Canada Basketball’s president and CEO Wayne Parrish called McNeill’s contribution to the game and the young women she’s coached “absolutely enormous.”
“When you think back to the challenging circumstances she faced in 2002, you’d have to say that her sheer determination and incredible dedication has everything to do with our being back in the Top 10 globally today,” Parrish said.
He said they would immediately begin the process to find a replacement and would look both inside and outside Canada for the best candidate.
McNeill took Canada to back-to-back world championships in 2006 and 2010 as the country returned to the global tournament after a 12-year absence.
Speaking on a conference call from her home in Surrey, B.C., McNeill said it’s the athletes she’ll miss the most. She recalled through tears the emotional final game at the London Olympics, Canada’s first appearance at the Games in 12 years.
The Canadians was eliminated in the quarters 91-48 by eventual gold medallist United States, and McNeill told her players at halftime to go out and enjoy their final moments playing together.
McNeill and team veterans Teresa Gabriele, Kim Smith and Chelsea Aubrey talked through tears after the game about knowing it was likely their last game together.
“You realize what as a group you have done and you realize how you did it,” McNeill said. “That’s probably what I’m most proud of, we’ve done it right.”
Smith posted on Twitter: “Saw first hand the hard work and dedication of (at)AllisonMcNeill (at)CanBball would not be where they are today without u #thanks #proudplayer.”
The No. 9-ranked Canadians earned the last spot available for the London Games with a victory at a second-chance qualifying tournament on Canada Day.

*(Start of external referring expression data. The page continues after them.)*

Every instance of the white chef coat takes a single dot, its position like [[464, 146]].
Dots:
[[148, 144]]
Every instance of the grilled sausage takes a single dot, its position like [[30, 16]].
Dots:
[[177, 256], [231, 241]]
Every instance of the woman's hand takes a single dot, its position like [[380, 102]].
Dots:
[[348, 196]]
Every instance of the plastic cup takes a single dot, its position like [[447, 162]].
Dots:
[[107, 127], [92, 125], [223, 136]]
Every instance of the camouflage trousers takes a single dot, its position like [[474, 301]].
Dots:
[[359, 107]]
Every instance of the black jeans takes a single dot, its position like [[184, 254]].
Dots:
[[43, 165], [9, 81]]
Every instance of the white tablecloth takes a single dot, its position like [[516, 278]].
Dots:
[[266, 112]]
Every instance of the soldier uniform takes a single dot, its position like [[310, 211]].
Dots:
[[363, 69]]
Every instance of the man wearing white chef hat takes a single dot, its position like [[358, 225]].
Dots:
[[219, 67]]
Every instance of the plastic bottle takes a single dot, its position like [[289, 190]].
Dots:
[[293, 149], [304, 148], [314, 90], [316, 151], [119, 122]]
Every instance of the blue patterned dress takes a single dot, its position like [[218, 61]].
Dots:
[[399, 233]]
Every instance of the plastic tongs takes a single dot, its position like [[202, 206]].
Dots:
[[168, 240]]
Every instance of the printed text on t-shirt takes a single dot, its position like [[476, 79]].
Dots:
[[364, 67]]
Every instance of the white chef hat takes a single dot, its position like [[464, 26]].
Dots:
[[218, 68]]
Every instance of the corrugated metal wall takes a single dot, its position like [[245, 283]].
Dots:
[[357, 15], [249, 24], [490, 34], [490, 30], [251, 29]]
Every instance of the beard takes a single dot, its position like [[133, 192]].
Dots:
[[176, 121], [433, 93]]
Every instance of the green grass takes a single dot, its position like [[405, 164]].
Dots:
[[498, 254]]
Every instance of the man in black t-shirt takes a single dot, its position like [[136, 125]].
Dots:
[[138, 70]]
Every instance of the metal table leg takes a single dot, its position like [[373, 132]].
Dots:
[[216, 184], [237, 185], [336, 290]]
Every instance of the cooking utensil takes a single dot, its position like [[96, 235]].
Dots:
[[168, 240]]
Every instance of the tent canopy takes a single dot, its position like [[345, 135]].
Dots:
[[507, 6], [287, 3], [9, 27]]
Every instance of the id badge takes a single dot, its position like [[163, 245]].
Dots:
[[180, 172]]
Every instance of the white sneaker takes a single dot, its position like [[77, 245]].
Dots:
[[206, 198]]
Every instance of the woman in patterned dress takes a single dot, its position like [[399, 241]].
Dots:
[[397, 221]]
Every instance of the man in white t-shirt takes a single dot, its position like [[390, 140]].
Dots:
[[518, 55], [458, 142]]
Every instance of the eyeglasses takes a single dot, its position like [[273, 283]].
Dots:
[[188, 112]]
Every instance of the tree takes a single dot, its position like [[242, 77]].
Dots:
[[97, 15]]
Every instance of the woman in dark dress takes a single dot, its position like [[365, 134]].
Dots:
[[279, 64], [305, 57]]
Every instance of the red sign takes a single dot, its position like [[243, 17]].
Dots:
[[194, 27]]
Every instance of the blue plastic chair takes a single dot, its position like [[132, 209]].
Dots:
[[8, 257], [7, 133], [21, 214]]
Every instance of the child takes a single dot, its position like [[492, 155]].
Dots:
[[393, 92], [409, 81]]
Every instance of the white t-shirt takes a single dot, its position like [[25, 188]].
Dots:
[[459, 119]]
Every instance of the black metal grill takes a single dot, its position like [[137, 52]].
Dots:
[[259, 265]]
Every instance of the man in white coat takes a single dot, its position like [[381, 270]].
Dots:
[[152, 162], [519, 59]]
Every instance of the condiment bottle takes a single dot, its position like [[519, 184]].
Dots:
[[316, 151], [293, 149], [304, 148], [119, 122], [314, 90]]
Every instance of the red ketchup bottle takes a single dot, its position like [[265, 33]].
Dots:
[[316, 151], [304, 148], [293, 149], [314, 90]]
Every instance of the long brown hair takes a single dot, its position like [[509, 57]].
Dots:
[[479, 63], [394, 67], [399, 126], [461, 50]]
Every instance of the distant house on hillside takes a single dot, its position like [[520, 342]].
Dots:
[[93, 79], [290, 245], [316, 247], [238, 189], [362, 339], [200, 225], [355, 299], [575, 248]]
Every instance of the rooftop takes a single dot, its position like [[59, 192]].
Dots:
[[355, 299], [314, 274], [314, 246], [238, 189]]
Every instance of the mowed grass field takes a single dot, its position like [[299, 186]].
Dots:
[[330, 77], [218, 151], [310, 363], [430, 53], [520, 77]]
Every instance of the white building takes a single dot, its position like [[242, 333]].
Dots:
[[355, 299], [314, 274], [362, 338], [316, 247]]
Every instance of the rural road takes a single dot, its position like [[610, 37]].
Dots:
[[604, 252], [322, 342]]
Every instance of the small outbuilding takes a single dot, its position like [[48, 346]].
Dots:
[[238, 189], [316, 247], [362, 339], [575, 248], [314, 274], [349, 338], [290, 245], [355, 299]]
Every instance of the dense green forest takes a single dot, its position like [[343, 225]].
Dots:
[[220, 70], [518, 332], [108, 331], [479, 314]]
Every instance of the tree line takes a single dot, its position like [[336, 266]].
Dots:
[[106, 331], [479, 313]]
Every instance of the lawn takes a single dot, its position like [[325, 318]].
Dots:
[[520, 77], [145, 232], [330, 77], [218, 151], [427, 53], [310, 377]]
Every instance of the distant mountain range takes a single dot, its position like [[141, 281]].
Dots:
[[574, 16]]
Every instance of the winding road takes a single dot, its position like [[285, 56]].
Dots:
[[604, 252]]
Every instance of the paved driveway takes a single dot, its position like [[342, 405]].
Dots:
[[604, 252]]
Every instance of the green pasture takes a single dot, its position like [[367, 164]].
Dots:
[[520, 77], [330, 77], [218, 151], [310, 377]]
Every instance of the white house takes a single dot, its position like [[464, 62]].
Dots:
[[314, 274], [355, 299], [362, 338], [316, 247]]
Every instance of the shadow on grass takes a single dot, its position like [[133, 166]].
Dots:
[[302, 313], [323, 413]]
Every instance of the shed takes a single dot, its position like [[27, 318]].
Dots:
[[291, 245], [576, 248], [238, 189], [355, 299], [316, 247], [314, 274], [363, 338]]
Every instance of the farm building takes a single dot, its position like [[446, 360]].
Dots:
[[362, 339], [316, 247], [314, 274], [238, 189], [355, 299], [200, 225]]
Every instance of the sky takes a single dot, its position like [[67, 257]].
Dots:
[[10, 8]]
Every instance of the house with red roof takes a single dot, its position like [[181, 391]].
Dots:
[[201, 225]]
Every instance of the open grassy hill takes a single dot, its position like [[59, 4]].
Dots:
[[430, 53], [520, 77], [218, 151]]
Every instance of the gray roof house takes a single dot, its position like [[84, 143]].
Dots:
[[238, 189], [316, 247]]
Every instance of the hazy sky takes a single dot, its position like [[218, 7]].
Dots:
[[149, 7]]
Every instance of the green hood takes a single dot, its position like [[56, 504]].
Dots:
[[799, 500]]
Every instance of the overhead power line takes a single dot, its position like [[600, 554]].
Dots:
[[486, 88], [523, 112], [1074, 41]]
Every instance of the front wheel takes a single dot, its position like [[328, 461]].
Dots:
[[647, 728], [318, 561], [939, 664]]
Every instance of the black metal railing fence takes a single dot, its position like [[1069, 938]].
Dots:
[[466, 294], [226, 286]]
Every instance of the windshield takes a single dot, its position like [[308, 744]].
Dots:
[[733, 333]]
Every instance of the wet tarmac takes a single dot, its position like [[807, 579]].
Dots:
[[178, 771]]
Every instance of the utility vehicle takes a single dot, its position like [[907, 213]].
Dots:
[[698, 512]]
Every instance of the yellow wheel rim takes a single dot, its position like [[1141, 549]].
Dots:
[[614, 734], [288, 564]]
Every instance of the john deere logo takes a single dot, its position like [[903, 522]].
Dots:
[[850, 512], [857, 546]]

McNeill says her time with the national team saw great changes. When she was hired, they played eight games the first year, 12 the next and four the next.
“I thought, really? Is this the national team? Is this what I’ve been hoping to be part of? . . . We had played 23 games in three years. I think most junior-high teams play more than that in a season.”
But McNeill said the team is now the strongest it has ever been and she believes she will see Canada reach an international podium.
She plans to continue working with grassroots programs across the country, a job she’s done even while she was the senior women’s coach.
“I’ve already cried for a few days and I think I’m not going to cry here,” she said on the call, before proving herself wrong.